Repubblica 14.12.18
E ora si apre uno scenario stile Tsipras
di Stefano Folli
Qualcosa
è cambiato nelle ultime ore. In un certo senso si è aperto nel nostro
paese lo scenario Tsipras: dal nome del premier greco che cominciò da
incendiario, contestatore frontale delle regole europee, e adesso
governa nel segno dell’ortodossia. Come si ricorderà, la trasformazione
avvenne a cavallo di un referendum, convocato per dire “no” alle
richieste dell’Unione, stravinto su tale presupposto, ma in seguito
completamente disatteso da chi lo aveva indetto in cerca di un alibi.
Non
siamo a quel punto e la coppia Salvini-Di Maio ha ancora un tratto di
strada da fare prima di tramutarsi nella versione nostrana del
trasformista di Atene.

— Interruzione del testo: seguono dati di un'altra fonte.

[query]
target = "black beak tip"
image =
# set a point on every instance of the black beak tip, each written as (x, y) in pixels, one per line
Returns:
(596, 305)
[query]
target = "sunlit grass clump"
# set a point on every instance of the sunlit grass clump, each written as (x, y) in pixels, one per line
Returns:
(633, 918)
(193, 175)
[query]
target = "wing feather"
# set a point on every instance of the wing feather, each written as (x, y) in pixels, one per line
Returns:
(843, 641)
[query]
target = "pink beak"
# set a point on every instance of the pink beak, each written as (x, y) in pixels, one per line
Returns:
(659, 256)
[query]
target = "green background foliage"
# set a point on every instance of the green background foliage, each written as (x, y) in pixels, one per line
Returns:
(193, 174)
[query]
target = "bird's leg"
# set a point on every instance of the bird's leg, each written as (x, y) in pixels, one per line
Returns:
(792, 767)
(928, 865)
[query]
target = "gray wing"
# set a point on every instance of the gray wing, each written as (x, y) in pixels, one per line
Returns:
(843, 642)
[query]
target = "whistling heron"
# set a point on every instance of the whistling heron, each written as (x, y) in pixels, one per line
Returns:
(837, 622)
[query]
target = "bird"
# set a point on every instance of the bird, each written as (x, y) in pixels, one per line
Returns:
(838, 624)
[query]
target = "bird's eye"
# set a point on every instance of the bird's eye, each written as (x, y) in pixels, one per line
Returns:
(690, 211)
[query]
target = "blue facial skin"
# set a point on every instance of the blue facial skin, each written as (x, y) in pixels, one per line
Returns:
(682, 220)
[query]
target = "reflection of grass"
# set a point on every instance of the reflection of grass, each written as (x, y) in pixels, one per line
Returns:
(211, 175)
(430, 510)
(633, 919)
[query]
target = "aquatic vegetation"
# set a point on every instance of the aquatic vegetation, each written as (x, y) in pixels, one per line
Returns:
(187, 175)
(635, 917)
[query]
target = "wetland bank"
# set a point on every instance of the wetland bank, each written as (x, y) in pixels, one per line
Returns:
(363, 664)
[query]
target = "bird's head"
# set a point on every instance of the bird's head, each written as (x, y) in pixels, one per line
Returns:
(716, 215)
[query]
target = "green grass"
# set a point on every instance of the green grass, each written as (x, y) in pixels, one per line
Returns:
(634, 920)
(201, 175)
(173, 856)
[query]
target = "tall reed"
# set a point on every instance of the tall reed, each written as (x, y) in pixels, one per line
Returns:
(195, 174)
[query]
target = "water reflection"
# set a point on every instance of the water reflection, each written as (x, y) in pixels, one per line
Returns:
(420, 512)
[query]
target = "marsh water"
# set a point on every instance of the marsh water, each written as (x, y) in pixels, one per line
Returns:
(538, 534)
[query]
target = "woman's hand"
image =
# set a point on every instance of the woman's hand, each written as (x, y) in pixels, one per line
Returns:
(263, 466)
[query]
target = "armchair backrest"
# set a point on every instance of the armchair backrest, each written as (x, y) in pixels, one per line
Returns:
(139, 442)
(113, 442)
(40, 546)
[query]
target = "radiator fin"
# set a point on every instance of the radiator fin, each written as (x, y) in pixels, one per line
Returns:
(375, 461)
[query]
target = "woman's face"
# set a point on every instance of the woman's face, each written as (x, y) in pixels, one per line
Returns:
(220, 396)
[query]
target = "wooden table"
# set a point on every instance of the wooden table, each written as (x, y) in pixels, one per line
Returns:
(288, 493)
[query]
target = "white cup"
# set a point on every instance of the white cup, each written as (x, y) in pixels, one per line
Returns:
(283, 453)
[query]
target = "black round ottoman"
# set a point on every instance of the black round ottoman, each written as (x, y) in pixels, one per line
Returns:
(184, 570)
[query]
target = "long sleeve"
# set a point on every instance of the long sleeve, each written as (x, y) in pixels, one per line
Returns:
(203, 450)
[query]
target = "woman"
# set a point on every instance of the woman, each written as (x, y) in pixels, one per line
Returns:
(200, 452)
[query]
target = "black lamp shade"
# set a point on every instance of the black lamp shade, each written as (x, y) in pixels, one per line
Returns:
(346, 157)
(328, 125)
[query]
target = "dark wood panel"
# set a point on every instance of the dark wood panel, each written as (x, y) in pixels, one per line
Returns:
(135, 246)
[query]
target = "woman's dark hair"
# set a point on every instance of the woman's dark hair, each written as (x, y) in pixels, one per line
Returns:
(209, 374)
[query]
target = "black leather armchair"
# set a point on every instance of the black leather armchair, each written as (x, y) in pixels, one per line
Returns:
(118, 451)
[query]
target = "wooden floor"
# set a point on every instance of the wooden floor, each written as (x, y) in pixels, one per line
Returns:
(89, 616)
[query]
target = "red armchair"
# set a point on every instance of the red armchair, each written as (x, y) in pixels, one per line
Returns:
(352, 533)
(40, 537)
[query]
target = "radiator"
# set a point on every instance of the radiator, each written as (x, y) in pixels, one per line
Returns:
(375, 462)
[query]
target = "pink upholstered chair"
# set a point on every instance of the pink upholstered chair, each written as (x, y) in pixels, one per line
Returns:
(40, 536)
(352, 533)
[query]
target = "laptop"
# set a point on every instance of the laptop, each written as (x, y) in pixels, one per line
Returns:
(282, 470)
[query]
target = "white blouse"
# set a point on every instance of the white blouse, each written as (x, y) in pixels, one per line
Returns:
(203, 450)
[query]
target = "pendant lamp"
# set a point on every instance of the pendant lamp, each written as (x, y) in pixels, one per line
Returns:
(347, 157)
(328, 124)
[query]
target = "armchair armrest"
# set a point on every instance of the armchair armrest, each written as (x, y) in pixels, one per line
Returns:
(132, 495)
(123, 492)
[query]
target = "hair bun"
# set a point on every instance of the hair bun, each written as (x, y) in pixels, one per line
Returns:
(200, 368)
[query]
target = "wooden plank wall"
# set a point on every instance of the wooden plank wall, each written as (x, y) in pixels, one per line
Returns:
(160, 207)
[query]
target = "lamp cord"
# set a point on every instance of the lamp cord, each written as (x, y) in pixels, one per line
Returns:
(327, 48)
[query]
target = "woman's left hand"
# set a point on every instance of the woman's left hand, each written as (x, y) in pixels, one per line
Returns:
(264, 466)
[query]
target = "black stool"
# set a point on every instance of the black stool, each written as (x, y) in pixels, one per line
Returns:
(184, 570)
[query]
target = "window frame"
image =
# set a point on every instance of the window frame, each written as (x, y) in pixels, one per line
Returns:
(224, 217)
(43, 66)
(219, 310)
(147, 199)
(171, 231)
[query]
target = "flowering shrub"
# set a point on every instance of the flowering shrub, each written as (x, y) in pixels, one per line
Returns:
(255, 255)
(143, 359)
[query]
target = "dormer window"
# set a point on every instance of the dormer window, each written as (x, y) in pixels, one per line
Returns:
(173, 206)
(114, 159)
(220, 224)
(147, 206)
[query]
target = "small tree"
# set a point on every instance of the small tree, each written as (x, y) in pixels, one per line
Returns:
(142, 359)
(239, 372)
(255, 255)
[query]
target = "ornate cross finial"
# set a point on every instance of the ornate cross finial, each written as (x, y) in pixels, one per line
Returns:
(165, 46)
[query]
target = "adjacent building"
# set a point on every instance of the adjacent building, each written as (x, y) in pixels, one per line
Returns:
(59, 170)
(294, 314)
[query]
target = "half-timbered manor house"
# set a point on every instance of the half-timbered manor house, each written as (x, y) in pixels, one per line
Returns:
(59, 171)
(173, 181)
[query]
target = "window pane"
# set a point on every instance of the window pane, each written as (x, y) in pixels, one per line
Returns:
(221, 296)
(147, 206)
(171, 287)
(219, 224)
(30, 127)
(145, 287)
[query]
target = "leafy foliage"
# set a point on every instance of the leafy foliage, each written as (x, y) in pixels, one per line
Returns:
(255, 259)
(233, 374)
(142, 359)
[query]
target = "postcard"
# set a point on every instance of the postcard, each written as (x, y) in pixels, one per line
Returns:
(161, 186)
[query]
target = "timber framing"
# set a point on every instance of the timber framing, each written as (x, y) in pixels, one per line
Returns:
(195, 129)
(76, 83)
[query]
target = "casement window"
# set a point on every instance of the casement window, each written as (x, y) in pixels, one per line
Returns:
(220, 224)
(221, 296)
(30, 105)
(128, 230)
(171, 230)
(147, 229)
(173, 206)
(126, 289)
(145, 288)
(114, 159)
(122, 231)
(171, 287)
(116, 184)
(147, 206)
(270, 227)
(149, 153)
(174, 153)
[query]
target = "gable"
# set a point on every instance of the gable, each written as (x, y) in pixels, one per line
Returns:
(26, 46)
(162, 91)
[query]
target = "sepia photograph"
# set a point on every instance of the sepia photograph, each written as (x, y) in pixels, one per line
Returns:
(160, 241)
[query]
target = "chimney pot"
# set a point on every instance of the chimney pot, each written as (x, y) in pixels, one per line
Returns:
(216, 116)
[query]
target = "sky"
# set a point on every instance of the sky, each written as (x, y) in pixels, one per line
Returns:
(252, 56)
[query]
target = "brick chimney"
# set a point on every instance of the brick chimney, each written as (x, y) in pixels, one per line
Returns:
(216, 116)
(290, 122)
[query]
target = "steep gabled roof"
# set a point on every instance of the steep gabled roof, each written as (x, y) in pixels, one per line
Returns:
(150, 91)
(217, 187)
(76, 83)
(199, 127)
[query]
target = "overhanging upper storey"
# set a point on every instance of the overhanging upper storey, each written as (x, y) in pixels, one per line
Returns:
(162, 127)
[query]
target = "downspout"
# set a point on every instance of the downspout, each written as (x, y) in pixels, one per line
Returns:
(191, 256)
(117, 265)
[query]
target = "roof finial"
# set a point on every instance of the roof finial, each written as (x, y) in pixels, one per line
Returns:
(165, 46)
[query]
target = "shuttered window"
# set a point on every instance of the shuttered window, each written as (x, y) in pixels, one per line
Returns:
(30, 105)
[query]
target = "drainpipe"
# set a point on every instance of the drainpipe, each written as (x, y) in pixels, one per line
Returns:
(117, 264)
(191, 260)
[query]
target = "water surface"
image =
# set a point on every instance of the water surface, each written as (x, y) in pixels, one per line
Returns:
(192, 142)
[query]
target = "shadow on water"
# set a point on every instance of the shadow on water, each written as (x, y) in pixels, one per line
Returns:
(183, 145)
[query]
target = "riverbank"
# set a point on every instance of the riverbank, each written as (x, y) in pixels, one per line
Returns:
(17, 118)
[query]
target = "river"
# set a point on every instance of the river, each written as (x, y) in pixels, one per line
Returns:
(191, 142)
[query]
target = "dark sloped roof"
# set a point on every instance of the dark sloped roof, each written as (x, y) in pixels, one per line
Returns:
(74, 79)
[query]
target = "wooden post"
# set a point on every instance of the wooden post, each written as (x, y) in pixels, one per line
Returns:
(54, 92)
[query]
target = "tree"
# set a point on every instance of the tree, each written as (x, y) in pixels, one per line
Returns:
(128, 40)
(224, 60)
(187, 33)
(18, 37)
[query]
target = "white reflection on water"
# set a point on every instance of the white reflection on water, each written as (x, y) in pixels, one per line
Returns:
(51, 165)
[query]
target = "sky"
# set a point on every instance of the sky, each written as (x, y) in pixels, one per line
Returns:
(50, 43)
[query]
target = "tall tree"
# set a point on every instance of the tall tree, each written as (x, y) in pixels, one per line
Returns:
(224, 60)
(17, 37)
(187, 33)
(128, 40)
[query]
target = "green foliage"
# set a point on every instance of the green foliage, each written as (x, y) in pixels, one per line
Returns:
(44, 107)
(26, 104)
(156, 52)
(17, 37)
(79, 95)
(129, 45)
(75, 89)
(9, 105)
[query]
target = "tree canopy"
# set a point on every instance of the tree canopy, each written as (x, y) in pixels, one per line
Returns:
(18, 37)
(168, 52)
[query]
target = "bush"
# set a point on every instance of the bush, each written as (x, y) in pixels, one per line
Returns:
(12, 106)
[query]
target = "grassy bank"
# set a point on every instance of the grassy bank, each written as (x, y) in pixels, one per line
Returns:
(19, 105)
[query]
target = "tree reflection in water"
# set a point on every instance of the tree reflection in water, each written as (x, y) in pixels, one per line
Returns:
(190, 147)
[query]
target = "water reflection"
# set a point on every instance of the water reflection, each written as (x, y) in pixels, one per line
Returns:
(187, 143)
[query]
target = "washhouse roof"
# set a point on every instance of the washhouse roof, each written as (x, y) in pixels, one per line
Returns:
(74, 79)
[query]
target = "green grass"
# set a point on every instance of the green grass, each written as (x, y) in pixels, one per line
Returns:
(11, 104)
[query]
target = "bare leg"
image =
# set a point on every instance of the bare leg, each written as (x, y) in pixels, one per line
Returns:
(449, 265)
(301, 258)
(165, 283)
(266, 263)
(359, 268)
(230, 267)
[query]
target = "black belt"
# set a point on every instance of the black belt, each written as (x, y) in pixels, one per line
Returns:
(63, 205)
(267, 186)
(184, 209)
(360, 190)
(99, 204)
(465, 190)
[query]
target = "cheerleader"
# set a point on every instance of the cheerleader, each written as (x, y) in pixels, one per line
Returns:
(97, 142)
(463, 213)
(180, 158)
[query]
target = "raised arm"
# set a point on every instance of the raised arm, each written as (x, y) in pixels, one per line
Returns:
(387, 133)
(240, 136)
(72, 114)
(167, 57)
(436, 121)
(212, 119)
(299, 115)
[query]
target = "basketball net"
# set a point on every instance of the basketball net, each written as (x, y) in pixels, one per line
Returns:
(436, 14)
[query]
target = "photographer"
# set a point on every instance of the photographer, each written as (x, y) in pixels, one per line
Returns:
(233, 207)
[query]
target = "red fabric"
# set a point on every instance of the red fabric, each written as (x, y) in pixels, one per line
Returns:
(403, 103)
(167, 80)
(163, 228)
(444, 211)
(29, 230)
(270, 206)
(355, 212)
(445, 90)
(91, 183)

Tuttavia il punto di non ritorno è stato sfiorato
quando il presidente del Consiglio ha accettato di fissare il deficit
al 2 per cento (in verità 2,04, un dettaglio su cui si ironizza senza
risparmio) presentandolo come un gran successo.
Questo
“compromesso tra due debolezze”, come lo ha definito Romano Prodi — la
debolezza del governo italiano e quella della Commissione Juncker — è un
atto di realismo, ma anche l’addio alla velleità giallo-verde di
rappresentare un’alternativa radicale, anzi quasi rivoluzionaria,
all’Europa di Angela Merkel o, se si vuole, del vecchio patto
privilegiato franco-tedesco.
Ciò non significa che l’assetto
dell’Unione sia oggi solido come ai tempi d’oro. Al contrario, l’Europa
anti-nazionalista ha subito di recente vari colpi che hanno incrinato le
vecchie certezze. I disordini in Francia si sono rivelati più seri del
previsto, al punto che potrebbero proseguire anche dopo il discorso
molto cedevole del presidente Macron: ed è un segnale che nessuno può
sottovalutare. Peraltro, per quanto fragile, l’Europa è ancora in grado
di obbligare Salvini e Di Maio a smentire se stessi sulla manovra. E lo
fa proclamando non senza brutalità, vedi Moscovici, che l’Italia è
diversa dalla Francia e non può aspettarsi lo stesso trattamento
riservato a Parigi. Che sia un errore politico esaltare questa
disparità, è un pensiero che non lo tocca.
In ogni caso, il
risultato del braccio di ferro con l’Unione è un’Italia che torna a
discutere di decimali proprio come accadeva con i governi del passato.
La novità giallo-verde, che avrebbe dovuto ribaltare tutto e puntare
alla crescita economica, si è arenata proprio quando gli indici indicano
un inizio di recessione. In base alla retorica “sovranista” qui sarebbe
dovuta partire la sfida finale al modello europeo, compresa la moneta
unica. Viceversa Salvini tace, lasciando che sia Di Maio a esporsi in
favore di Conte, e va ad Atene a veder giocare il Milan. Anche questo fa
parte del “percorso Tsipras”: riposte le velleità rivoluzionarie, si
cerca il modo di stare nell’Unione in attesa che dalle elezioni, chissà,
emerga un equilibrio meno sfavorevole ai nazionalisti.
Per
Salvini è più agevole procedere a questa conversione perché i suoi
elettori non sono, o non sono più, ostili all’Europa: invece sono
sensibili ai temi dell’immigrazione e della sicurezza in stile “legge e
ordine”. Per Di Maio invece fare il “governativo” è un’impresa
complicata. Può riuscirci fintanto che non si scoprirà il mezzo “bluff”
del reddito di cittadinanza, quasi impossibile con le scarse risorse a
disposizione. Per questo egli si difende e difende Conte con decisione.
Ma l’ora della verità si avvicina. Forse non è un caso che dall’America
Latina Di Battista abbia riesumato i toni da barricata. Fino all’elogio
dannunziano dei “gilet gialli” e della loro estetica sovversiva. Una
tenaglia pensata per soffocare un passo alla volta l’ala ministeriale.